3.Using some web service such as google's geolocation and calculation services. So far I didn't find such web service.

Which is the most efficient in your opinion? Please justify your answer.

Thank you

My naive approach would be to define a lat/long bounding box around the point pc and select from the database using BETWEEN on those box coordinates. Statistically around 79% of the points passing that test will be within the circle. A simple check in the code will weed out the ones outside the circle.
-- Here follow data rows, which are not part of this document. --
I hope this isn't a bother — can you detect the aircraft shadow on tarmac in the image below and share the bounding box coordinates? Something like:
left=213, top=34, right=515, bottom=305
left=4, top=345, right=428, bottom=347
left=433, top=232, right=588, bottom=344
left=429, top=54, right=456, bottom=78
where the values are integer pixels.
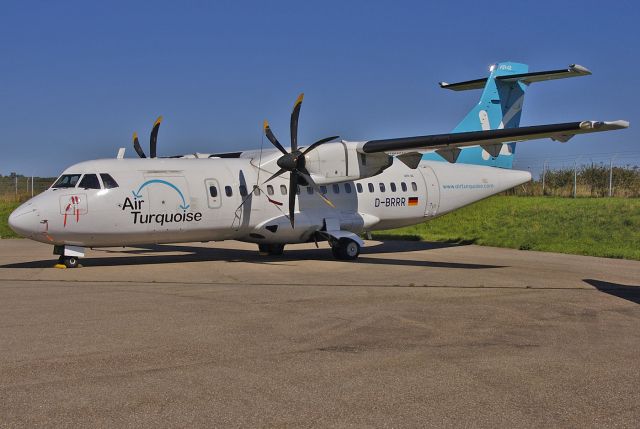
left=582, top=279, right=640, bottom=304
left=0, top=241, right=505, bottom=269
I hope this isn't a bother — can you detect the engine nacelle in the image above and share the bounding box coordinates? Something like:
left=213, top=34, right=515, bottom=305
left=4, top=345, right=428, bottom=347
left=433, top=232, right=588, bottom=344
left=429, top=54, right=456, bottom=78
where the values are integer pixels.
left=305, top=141, right=393, bottom=185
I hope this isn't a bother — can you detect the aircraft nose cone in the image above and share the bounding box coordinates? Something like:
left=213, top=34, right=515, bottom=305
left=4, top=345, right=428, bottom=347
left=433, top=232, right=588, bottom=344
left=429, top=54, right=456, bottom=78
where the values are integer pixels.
left=9, top=203, right=40, bottom=237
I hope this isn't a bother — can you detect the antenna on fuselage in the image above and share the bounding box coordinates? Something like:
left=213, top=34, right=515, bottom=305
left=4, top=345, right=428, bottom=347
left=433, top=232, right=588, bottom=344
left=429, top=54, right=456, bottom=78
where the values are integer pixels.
left=133, top=116, right=162, bottom=158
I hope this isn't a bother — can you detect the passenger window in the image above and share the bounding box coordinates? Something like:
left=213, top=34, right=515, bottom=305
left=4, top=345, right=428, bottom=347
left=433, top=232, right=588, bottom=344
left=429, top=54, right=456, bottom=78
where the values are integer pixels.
left=78, top=174, right=100, bottom=189
left=51, top=174, right=81, bottom=188
left=100, top=173, right=118, bottom=189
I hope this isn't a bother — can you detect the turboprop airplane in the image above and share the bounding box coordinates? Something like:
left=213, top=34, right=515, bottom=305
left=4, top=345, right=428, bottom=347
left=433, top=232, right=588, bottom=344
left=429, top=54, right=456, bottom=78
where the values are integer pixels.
left=9, top=62, right=629, bottom=268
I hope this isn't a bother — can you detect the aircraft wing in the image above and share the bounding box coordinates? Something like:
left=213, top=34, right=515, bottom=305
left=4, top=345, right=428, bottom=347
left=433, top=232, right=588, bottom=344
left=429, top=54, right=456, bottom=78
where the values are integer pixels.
left=358, top=120, right=629, bottom=162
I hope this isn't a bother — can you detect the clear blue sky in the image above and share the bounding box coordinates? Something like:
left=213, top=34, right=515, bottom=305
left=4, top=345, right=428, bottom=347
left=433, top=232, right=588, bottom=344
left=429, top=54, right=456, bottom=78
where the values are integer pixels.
left=0, top=0, right=640, bottom=175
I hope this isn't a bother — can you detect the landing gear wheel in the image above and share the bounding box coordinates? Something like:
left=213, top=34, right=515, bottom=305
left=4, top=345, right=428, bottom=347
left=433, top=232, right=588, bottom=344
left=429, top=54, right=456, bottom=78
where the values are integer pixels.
left=64, top=256, right=79, bottom=268
left=331, top=238, right=360, bottom=261
left=258, top=244, right=284, bottom=255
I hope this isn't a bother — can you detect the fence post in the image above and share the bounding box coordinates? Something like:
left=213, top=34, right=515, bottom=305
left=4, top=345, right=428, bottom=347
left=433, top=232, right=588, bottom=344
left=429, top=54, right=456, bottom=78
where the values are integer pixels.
left=542, top=159, right=547, bottom=197
left=609, top=157, right=613, bottom=198
left=573, top=160, right=578, bottom=198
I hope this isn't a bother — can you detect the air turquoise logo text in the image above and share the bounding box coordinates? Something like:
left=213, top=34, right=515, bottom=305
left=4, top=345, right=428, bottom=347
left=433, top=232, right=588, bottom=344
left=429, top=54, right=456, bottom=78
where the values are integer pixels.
left=122, top=179, right=202, bottom=226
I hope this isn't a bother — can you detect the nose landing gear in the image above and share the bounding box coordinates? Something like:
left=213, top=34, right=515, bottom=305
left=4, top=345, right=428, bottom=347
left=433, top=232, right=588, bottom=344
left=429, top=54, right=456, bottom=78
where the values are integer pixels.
left=53, top=246, right=84, bottom=268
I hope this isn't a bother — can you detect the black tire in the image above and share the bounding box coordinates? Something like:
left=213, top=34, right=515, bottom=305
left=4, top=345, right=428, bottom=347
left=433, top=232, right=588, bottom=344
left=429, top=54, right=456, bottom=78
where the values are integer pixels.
left=331, top=244, right=342, bottom=259
left=331, top=238, right=360, bottom=261
left=64, top=256, right=79, bottom=268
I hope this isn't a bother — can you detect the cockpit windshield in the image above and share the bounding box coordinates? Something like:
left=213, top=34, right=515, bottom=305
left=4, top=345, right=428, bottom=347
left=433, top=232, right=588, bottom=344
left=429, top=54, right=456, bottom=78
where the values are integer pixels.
left=51, top=174, right=81, bottom=189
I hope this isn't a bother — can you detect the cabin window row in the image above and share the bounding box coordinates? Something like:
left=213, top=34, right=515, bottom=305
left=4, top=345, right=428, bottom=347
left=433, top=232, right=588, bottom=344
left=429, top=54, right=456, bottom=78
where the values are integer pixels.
left=209, top=182, right=418, bottom=198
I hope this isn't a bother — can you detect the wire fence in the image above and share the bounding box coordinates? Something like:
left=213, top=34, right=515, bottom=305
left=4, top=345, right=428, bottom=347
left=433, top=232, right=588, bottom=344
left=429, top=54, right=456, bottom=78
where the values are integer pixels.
left=508, top=152, right=640, bottom=198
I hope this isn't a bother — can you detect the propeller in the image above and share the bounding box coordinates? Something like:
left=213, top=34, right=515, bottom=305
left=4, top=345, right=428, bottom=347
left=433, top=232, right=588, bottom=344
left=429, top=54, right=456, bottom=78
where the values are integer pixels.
left=264, top=94, right=338, bottom=228
left=133, top=116, right=162, bottom=158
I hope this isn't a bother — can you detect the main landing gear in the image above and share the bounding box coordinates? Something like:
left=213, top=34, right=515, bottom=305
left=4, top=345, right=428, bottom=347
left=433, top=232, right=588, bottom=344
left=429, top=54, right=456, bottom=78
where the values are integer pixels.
left=331, top=237, right=360, bottom=261
left=258, top=237, right=360, bottom=264
left=53, top=246, right=84, bottom=268
left=57, top=256, right=80, bottom=268
left=258, top=243, right=284, bottom=256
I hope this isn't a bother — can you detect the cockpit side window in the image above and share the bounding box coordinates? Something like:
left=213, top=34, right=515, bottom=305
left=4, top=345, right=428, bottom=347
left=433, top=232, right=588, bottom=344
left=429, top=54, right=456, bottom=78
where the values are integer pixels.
left=100, top=173, right=118, bottom=189
left=51, top=174, right=81, bottom=189
left=78, top=174, right=100, bottom=189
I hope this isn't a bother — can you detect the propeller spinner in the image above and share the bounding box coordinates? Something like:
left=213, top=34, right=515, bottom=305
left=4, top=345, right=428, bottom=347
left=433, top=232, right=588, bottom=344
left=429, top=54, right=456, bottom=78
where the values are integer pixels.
left=264, top=94, right=338, bottom=227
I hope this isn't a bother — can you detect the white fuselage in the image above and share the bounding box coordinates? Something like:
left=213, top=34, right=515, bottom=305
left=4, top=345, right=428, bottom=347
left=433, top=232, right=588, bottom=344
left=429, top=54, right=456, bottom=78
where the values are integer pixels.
left=10, top=157, right=531, bottom=247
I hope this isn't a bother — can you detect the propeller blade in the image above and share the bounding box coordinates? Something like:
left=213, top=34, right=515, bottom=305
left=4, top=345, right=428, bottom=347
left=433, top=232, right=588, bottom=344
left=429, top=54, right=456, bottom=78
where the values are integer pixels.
left=290, top=94, right=304, bottom=152
left=264, top=119, right=287, bottom=155
left=133, top=133, right=147, bottom=158
left=149, top=116, right=162, bottom=158
left=262, top=168, right=287, bottom=183
left=289, top=172, right=298, bottom=228
left=298, top=171, right=336, bottom=209
left=302, top=136, right=340, bottom=156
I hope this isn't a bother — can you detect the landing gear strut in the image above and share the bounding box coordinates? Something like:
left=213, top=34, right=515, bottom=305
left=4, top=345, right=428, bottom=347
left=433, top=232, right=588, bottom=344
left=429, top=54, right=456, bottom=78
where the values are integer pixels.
left=53, top=246, right=84, bottom=268
left=258, top=243, right=284, bottom=255
left=58, top=256, right=80, bottom=268
left=331, top=238, right=360, bottom=261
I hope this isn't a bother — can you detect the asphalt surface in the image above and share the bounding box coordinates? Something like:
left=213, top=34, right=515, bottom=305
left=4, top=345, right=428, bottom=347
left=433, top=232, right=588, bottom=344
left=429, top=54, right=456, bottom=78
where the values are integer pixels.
left=0, top=240, right=640, bottom=427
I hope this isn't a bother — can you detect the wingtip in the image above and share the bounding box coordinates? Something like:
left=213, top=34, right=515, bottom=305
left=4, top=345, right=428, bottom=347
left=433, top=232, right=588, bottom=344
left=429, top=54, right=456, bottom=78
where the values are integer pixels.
left=569, top=64, right=592, bottom=75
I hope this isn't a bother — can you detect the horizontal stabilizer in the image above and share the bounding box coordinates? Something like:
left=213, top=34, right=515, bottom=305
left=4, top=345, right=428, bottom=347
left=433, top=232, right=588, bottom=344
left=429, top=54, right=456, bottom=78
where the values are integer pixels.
left=358, top=121, right=629, bottom=162
left=440, top=64, right=591, bottom=91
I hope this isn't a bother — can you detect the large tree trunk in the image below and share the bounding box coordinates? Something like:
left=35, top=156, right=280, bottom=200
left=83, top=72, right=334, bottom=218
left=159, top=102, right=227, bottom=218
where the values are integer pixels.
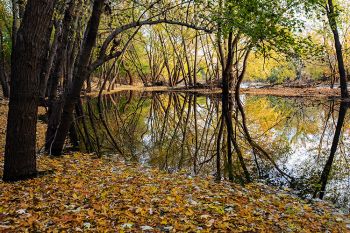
left=50, top=0, right=104, bottom=156
left=327, top=0, right=349, bottom=98
left=39, top=22, right=61, bottom=102
left=3, top=0, right=55, bottom=181
left=0, top=28, right=10, bottom=98
left=45, top=1, right=75, bottom=151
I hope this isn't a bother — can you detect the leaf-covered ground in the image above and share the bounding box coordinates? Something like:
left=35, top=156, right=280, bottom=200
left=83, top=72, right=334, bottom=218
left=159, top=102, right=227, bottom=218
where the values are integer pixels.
left=0, top=153, right=349, bottom=232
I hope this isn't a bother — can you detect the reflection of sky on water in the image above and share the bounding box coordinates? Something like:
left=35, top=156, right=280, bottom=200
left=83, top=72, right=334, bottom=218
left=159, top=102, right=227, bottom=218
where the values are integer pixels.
left=81, top=93, right=350, bottom=208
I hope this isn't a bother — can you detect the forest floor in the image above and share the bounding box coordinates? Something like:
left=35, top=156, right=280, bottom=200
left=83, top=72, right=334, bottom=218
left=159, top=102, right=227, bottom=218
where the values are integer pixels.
left=0, top=92, right=350, bottom=232
left=87, top=85, right=340, bottom=97
left=0, top=153, right=350, bottom=232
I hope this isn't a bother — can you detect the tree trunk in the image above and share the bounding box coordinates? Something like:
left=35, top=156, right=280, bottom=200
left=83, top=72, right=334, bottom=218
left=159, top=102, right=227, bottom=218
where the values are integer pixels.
left=0, top=28, right=10, bottom=98
left=39, top=20, right=61, bottom=100
left=3, top=0, right=55, bottom=181
left=320, top=102, right=348, bottom=199
left=45, top=1, right=75, bottom=152
left=51, top=0, right=104, bottom=156
left=327, top=0, right=349, bottom=98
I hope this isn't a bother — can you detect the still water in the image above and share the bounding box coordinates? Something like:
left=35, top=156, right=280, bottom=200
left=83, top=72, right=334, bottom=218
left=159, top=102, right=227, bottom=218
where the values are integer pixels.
left=76, top=91, right=350, bottom=209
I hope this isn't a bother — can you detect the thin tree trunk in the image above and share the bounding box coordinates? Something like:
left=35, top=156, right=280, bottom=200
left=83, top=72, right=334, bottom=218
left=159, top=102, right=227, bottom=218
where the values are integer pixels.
left=51, top=0, right=104, bottom=156
left=327, top=0, right=349, bottom=98
left=320, top=102, right=348, bottom=199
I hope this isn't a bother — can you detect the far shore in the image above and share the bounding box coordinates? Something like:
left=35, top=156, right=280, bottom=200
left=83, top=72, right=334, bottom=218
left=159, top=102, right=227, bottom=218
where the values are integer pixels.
left=85, top=85, right=340, bottom=98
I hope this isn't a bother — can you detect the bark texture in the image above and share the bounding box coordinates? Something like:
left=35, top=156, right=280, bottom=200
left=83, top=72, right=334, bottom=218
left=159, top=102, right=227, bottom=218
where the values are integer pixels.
left=3, top=0, right=55, bottom=181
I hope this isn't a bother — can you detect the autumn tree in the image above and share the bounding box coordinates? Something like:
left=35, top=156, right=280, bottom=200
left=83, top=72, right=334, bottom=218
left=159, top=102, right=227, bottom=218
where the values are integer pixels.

I say naive because I'm not familiar with the geometry capabilities of SQL Server.

An alternate to using a geometric circle, you could SELECT all records within a certain distance (using STDistance) from the circle's center. But I don't know whether or not it would be faster or slower than the intersection solution you have listed.

If the 100,000 points are static, you could probably code something in C#, loading the list into memory and using bounding boxes to minimize the usage of the distance calculation (ie, Haversine). It would probably be faster because you're minimizing I/O.

However, if the points are not static (or you have them stored in SQL Server), I'd opt for using SQL Server, it's a lot easier. You'd definitely want to create the proper spatial indices. SQL Server's spacial indexing is pretty good, you may find that it can even out-perform the in-memory solution I listed above.

I haven't used LINQ for this type of work, I usually do it old-school with a SqlConnection and a Reader. I have read that LINQ mixed with Spatials is a problem.

I don't know about Google, do they have such a web service?